With minimal fanfare or argument, the city’s Hunters Point South redevelopment project in Long Island City cruised through the City Council last Thursday.

The rezoning and remapping of the Hunters Point area south of Gantry Plaza State Park was approved unanimously by the Council, which was far more concerned with the eminent domain consequences of the Willets Point project approved by a wide margin at the same meeting.

“Today is the beginning of the process of ending the housing crisis,” Councilman Eric Gioia (D−Sunnyside) told the Council before the vote.

The proposed 37.5−acre complex of high−rise apartment buildings is designed to include 5,000 apartment units, 60 percent of which will be affordable housing for middle−income households. The plan drew some criticism from affordable housing advocates, Gioia and Community Board 2, although Gioia and the community board ultimately decided to support the project.

Gioia said negotiations with the city prior to the Council vote yielded an agreement to set aside 200 housing units for low−income senior citizens, something CB 2 had requested when it approved the plan last year.

“At a time when we are losing middle−class housing faster than we are producing it, this project is a great example of how we can foster development that will literally build middle−class communities,” Council Speaker Christine Quinn (D−Manhattan) said in a statement.

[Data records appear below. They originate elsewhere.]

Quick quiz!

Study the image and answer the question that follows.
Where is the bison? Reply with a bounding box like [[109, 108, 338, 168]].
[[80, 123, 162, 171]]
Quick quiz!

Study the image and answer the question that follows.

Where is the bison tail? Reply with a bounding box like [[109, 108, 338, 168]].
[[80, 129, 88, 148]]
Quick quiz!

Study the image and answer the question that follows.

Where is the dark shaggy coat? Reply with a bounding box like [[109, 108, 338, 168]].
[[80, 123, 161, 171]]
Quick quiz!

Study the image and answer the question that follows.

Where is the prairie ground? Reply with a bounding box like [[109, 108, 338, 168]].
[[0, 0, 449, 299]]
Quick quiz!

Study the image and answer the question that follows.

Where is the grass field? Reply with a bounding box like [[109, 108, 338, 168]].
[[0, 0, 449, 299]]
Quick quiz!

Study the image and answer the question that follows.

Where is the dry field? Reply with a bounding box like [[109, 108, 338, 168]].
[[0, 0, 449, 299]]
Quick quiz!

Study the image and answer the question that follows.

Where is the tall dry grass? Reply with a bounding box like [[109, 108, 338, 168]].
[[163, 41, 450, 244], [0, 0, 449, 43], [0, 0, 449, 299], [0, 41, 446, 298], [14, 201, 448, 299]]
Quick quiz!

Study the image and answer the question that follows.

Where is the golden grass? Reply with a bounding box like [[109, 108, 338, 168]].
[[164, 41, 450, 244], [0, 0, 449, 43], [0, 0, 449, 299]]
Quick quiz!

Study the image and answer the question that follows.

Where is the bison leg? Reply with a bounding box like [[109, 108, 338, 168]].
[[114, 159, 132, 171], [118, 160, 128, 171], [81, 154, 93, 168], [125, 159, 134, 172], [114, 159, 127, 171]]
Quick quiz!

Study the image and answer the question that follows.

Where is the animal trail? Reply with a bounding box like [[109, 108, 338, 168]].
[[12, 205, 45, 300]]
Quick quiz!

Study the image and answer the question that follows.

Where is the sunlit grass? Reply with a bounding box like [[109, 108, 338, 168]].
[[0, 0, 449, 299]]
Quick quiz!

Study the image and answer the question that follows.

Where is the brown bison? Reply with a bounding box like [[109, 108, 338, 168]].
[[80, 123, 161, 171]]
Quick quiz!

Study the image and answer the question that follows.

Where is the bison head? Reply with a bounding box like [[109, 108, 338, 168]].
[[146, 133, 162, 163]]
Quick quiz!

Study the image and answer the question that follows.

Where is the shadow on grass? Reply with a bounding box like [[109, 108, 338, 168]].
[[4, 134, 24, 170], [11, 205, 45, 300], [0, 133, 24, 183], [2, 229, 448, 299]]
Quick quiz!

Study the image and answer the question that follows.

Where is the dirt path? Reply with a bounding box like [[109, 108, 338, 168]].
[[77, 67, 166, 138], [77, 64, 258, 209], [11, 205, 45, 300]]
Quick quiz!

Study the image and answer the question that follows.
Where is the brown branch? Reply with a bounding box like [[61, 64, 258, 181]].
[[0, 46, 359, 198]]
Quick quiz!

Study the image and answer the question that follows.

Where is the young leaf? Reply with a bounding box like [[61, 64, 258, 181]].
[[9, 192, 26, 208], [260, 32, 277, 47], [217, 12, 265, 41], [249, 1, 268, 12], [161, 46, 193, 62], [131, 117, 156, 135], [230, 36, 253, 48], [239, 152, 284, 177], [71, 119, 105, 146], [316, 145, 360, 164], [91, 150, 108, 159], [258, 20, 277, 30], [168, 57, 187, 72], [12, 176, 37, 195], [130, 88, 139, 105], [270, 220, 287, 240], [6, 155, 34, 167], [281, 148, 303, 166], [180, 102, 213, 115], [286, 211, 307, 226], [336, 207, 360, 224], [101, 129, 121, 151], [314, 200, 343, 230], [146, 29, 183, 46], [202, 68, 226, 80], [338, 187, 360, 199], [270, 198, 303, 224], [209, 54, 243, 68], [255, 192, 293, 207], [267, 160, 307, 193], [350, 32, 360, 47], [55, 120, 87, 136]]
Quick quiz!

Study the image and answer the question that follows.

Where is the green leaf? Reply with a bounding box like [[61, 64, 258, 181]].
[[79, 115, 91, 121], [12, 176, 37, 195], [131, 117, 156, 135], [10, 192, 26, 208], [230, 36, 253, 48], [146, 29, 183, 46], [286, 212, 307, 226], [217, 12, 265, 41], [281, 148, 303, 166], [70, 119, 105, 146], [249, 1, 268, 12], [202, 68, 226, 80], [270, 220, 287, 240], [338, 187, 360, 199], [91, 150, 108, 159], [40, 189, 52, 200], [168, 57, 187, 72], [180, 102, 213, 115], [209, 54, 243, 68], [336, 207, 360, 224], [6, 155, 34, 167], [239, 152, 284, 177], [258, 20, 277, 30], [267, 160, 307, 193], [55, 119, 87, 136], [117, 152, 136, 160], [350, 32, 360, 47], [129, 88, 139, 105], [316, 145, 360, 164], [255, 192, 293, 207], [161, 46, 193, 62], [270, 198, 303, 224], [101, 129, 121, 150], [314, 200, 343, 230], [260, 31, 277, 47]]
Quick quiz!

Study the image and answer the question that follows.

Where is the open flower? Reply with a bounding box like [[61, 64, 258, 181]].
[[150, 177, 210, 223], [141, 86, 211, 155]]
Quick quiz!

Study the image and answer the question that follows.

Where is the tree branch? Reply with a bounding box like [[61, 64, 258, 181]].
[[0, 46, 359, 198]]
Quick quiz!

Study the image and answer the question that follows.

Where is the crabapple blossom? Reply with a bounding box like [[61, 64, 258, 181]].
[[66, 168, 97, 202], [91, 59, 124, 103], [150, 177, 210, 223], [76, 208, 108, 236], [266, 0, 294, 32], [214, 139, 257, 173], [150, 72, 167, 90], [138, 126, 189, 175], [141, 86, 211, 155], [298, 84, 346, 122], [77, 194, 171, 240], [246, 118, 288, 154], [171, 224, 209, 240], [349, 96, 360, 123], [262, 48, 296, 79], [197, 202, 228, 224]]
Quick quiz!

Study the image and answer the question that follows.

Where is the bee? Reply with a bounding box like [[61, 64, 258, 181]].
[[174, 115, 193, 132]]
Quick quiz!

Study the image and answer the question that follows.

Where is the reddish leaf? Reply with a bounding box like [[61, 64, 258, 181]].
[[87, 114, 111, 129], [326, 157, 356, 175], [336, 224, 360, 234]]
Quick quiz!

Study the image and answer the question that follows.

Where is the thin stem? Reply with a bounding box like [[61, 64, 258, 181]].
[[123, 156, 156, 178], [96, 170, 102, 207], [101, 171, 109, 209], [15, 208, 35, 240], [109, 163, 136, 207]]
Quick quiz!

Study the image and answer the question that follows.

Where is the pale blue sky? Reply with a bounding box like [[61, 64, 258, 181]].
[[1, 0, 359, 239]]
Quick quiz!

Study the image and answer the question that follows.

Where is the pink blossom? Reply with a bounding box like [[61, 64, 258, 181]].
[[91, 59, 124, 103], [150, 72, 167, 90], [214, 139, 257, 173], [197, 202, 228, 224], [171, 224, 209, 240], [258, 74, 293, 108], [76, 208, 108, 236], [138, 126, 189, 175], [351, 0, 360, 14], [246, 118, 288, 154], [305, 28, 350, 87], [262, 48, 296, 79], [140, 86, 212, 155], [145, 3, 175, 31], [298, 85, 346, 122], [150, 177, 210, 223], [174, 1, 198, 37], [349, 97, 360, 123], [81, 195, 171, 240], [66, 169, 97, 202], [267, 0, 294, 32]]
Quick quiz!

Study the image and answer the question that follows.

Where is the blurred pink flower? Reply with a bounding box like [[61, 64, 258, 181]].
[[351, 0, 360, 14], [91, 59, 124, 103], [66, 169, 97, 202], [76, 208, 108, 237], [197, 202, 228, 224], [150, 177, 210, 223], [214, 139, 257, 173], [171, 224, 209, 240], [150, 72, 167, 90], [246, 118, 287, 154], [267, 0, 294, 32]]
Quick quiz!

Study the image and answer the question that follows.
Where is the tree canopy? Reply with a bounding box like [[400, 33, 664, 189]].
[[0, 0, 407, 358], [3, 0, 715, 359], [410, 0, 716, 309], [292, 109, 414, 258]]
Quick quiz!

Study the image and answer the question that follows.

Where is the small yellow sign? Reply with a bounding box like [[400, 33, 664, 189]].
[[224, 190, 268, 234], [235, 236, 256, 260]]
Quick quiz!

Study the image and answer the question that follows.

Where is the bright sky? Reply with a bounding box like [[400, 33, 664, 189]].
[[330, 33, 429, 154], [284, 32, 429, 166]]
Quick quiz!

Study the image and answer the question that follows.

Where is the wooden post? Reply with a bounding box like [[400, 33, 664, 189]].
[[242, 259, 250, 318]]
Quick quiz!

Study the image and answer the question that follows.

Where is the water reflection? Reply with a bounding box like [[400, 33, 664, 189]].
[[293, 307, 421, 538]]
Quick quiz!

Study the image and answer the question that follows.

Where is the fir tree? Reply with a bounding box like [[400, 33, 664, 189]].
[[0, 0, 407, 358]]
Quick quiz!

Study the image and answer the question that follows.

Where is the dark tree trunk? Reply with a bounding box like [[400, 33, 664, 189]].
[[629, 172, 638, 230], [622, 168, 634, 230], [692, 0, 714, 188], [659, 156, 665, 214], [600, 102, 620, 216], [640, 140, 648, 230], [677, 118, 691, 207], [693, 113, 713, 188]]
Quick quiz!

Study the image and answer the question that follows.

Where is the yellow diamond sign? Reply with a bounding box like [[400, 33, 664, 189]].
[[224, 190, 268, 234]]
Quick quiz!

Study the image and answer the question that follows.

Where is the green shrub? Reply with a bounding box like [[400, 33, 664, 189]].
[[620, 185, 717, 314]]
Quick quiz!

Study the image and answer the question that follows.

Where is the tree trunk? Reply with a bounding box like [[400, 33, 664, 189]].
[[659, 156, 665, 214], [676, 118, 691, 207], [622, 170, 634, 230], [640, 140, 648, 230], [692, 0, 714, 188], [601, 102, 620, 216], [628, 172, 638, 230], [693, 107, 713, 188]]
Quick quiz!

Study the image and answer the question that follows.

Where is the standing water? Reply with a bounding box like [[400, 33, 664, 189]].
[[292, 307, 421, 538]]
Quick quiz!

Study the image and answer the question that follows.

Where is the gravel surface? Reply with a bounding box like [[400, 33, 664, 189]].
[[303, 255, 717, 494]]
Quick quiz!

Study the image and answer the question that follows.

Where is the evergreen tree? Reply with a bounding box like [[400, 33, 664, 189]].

While the Council saw little to fault about the project, housing advocates saw things differently.

Hannah Weinstock, an organizer at Queens Community House, one of the groups in the Queens Coalition for Affordable Housing, noted it, CB 2 and Gioia had asked for at least 20 percent of the units to be affordable to families earning $25,000, 20 percent for families earning up to $62,000 and 20 percent for families earning up to $100,000 a year.

“While we recognize and applaud the efforts to create additional housing that would be available to low−income seniors, and every unit has value, in the balance this plan is a far cry from what Queens working families deserve,” she said.

She referred to a city Independent Budget Office report that showed Queens has received less than 4 percent of the mayor’s New Housing Marketplace Program apartment units for families earning under $50,000 a year. Queens is home to nearly 25 percent of the city’s population in that income bracket, she said.

Construction on the project is slated to start in 2009 and last through 2017.